Filesystems for zoned block devices
Damien Le Moal and Naohiro Aota led a combined storage and filesystem session at the 2019 Linux Storage, Filesystem, and Memory-Management Summit (LSFMM) on filesystem work that has been done for zoned block devices. These devices have multiple zones with different characteristics; usually there are zones that can only be written in sequential order as well as conventional zones that can be written in random order. The genesis of zoned block devices is shingled magnetic recording (SMR) devices, which were created to increase the capacity of hard disks, but at the cost of some flexibility.
Le Moal began by noting that the session would not be about zoned block devices, as the "Zoned block devices and file systems" title might imply; it would instead focus on filesystems for zoned block devices. At this point, the only Linux filesystem with support for zoned devices is F2FS; that work is still ongoing as there are some bugs to fix and some features lacking. Work has also been done to add support for Btrfs; he turned the mic over to Aota to talk about that.
Btrfs
Getting Btrfs working on zoned block devices required aligning its internal "device extent" structure with the zones. If the extent size is smaller than any given zone, some space will be wasted; larger extents can cover multiple zones. Extents are allocated sequentially. Internal buffering has been added to sort write requests to maintain the sequential ordering required by the zone.
![Damien Le Moal & Naohiro Aota [Damien Le Moal & Naohiro Aota]](https://web.archive.org/web/20240110075849im_/https://static.lwn.net/images/2019/lsf-lemoal-aota-sm.jpg)
Multiple modes are supported for Btrfs, including single, DUP, RAID0, RAID1, and RAID10. There is no support for RAID5 or RAID6, Aota said, because larger SMR disks are not well suited for those RAID modes due to the long rebuild time required when drives fail. Le Moal added that those modes could be handled, but for 15TB drives, for example, the rebuild time will be extremely long.
Aota said there are two missing features that are being worked on. "Device replace" is mostly done, but there are still some race conditions to iron out. Supporting fallocate() has not been done yet; there are difficulties preallocating space in a sequential zone. Some kind of in-memory preallocation is what he is planning. Chris Mason did not think fallocate() support was important for the initial versions of this code; it is not really a high-priority item for copy-on-write (CoW) filesystems. He did not think the code should be held up for that.
Going forward, NVMe Zone Namespace (ZNS) support is planned, Aota said. In devices supporting ZNS, there will be no conventional zones supporting random writes at all. That means the superblock will need to be copy on write, so two zones will be reserved for the superblock and the filesystem will switch back and forth between them.

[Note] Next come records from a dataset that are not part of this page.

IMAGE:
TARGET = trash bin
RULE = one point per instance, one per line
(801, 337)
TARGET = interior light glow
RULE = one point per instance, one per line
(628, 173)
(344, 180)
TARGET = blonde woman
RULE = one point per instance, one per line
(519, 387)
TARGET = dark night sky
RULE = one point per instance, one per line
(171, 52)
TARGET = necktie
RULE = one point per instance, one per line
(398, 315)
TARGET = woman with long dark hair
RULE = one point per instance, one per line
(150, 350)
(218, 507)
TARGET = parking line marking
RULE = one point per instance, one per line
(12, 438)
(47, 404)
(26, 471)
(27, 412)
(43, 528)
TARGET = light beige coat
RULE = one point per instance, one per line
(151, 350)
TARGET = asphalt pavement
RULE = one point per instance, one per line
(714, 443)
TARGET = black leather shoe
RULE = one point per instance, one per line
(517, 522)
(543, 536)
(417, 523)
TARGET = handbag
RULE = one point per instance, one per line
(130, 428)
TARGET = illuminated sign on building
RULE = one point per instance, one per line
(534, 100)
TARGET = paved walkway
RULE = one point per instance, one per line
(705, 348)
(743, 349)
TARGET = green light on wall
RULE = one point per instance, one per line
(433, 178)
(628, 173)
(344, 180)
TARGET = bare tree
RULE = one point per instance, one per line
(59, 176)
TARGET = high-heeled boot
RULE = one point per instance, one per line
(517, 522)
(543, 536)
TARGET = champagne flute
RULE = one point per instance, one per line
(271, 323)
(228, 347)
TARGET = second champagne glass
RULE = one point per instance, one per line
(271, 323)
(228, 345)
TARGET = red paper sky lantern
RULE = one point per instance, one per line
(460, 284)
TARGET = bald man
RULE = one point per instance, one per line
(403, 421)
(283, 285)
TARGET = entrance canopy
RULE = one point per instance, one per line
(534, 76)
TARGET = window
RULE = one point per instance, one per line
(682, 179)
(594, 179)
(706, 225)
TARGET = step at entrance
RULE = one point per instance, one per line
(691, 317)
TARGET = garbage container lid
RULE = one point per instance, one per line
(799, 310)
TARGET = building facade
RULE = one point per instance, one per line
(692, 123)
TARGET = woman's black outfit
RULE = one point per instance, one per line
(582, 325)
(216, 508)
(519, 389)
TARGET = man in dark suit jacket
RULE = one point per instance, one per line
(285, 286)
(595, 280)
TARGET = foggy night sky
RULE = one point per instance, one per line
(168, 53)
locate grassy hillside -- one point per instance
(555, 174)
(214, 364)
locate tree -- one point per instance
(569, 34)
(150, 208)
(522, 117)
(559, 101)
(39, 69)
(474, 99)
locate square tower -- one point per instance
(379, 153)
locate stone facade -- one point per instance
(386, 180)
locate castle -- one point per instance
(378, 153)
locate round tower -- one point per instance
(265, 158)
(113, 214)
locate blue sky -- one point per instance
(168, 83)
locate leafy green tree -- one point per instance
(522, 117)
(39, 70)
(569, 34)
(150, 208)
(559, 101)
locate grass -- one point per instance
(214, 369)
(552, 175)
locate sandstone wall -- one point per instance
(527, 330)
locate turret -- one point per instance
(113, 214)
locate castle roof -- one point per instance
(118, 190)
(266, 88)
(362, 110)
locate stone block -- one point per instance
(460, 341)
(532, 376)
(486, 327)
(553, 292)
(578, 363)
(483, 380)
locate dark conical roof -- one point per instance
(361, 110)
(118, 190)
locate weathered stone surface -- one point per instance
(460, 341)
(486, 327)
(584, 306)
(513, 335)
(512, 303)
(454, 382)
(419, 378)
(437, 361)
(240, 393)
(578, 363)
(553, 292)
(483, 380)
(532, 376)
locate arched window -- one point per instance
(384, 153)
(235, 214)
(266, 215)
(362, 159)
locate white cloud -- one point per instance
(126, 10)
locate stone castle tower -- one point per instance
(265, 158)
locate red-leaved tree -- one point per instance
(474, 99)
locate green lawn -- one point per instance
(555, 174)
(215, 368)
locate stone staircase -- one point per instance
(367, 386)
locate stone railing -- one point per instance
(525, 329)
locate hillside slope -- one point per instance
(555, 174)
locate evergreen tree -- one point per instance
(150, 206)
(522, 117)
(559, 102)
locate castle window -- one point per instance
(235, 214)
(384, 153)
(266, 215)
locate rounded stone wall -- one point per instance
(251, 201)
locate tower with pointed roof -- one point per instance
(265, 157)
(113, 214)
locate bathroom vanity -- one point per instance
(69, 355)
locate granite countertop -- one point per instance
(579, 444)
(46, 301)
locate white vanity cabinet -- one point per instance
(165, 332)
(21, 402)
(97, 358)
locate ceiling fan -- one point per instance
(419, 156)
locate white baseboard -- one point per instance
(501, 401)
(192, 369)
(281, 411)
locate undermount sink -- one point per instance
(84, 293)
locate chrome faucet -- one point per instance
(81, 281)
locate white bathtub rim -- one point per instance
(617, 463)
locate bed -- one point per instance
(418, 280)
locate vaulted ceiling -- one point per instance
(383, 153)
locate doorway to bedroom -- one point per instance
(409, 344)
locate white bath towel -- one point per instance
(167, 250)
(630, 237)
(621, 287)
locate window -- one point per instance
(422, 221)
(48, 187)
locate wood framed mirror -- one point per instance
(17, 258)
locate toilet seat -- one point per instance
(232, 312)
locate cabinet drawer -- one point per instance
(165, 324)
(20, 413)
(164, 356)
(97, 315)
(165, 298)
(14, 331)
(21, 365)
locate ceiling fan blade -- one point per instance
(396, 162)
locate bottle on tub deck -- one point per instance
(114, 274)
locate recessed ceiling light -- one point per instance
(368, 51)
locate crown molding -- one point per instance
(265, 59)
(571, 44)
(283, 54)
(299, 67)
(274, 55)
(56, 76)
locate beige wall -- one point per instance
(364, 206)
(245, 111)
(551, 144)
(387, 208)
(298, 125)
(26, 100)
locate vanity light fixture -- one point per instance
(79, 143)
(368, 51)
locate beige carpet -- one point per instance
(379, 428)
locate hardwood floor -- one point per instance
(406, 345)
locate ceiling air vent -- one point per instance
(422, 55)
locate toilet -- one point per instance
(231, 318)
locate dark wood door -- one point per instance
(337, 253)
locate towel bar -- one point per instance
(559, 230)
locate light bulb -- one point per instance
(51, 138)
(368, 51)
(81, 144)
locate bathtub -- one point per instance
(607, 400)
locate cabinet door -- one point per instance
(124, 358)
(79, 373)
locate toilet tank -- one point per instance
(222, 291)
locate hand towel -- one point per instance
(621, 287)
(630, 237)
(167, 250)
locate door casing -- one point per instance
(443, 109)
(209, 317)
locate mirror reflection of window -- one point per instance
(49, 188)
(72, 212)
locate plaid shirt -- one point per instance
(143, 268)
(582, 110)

Ric Wheeler asked about how long RAID rebuilds would take for RAID5/6. Le Moal said it could take a day or more. Wheeler did not think that was excessive, at least for RAID6, and said that there may be interest in having that RAID mode. The RAID6 rebuild I/O could be done at a lower priority, Wheeler said. But Mason thought that RAID5/6 support could wait until later; once again, he does not want to see these patches get hung up on that. Le Moal said they would send their patches soon.
ZoneFS
ZoneFS is a new filesystem that exposes zoned block devices to users in the simplest possible way, Le Moal said. It exports each zone as a file under the mountpoint in two directories: /conventional for random-access zones or /sequential for sequential-only zones. Under those directories, the zones will be files that use the zone number as the file name.
ZoneFS presents a fixed set of files that cannot be changed, removed, or renamed, and new files cannot be added. The only truncation operations (i.e. truncate() and ftruncate()) supported for the sequential zones are those that specify a zero length; they will simply set the zone's write pointer back to the start of the zone. There will be no on-disk metadata for the filesystem; the write pointer location indicates the size of a sequential file.

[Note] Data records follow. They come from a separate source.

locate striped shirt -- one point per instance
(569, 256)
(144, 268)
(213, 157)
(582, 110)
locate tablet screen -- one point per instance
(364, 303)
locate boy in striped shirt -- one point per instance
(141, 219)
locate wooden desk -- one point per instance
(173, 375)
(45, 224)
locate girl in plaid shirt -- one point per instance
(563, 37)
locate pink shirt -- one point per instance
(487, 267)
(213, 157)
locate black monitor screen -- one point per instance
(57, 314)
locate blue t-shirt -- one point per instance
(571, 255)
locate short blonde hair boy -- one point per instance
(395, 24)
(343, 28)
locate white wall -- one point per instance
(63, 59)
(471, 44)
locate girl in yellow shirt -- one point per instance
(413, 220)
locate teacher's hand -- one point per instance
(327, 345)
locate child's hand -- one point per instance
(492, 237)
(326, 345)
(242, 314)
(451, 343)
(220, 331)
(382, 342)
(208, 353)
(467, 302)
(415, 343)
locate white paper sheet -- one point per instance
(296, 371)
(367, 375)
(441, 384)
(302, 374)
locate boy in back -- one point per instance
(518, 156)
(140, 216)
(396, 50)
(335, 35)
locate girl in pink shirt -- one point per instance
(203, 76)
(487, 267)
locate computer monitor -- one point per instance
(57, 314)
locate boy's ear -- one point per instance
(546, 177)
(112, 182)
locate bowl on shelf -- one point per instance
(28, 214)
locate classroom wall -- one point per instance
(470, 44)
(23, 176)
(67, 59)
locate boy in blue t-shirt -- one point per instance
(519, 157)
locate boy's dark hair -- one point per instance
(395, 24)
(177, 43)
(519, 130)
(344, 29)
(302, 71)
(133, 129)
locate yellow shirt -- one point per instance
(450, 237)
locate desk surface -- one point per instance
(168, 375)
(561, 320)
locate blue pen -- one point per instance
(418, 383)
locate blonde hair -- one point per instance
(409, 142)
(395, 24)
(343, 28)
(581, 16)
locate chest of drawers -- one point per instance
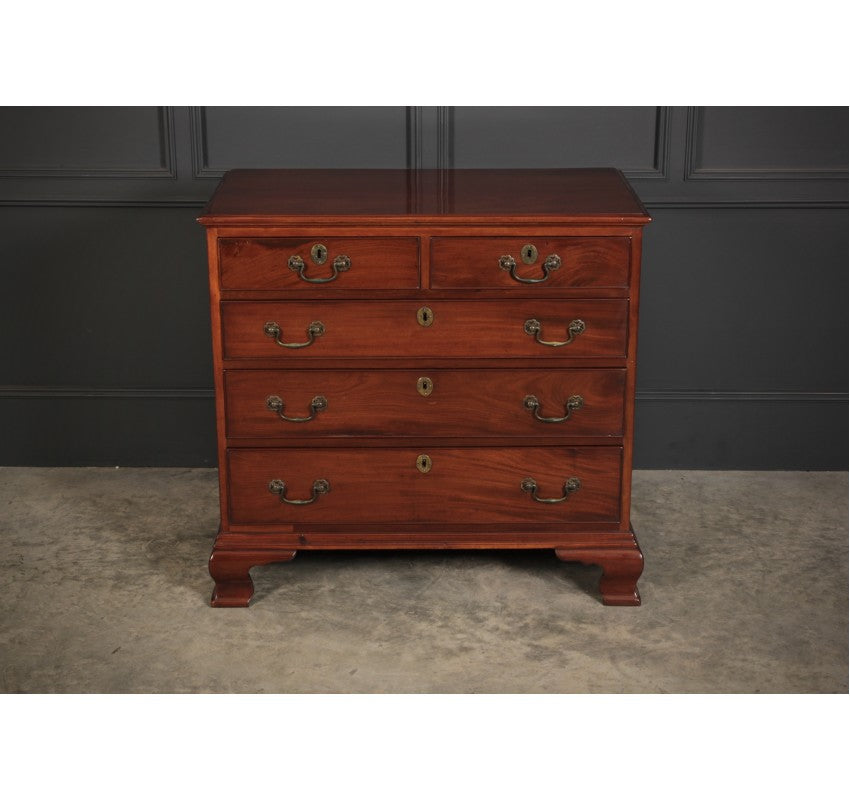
(424, 359)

ZoneFS may not look "super useful", he said, so why was it created? Applications could get the same effect by opening the block device file directly, but application developers are not comfortable with that; he gets lots of email asking for something like ZoneFS. It works well for certain applications (e.g. RocksDB and LevelDB) that already use sequential data structures. It is also easy to integrate the ZoneFS files with these applications.
Beyond that, ZoneFS can be used to support ZNS as well. Unlike the disk vendors, however, the NVMe people are saying that there may be a performance cost from relying on implicit open and close zone operations, as Ted Ts'o pointed out. That is going to make it interesting for filesystems like Btrfs that are trying to operate on both types of media but have not added explicit opens and closes based on what the SMR hard disk vendors have said along the way.
Hearing no strong opposition to the idea, Le Moal said he would be sending ZoneFS patches around soon.
Index entries for this article | |
---|---|
Kernel | Block layer/Zoned devices |
Kernel | Filesystems |
Conference | Storage Filesystem & Memory Management/2019 |
(Log in to post comments)
Filesystems for zoned block devices
Posted May 21, 2019 6:27 UTC (Tue) by epa (subscriber, #39769) [Link]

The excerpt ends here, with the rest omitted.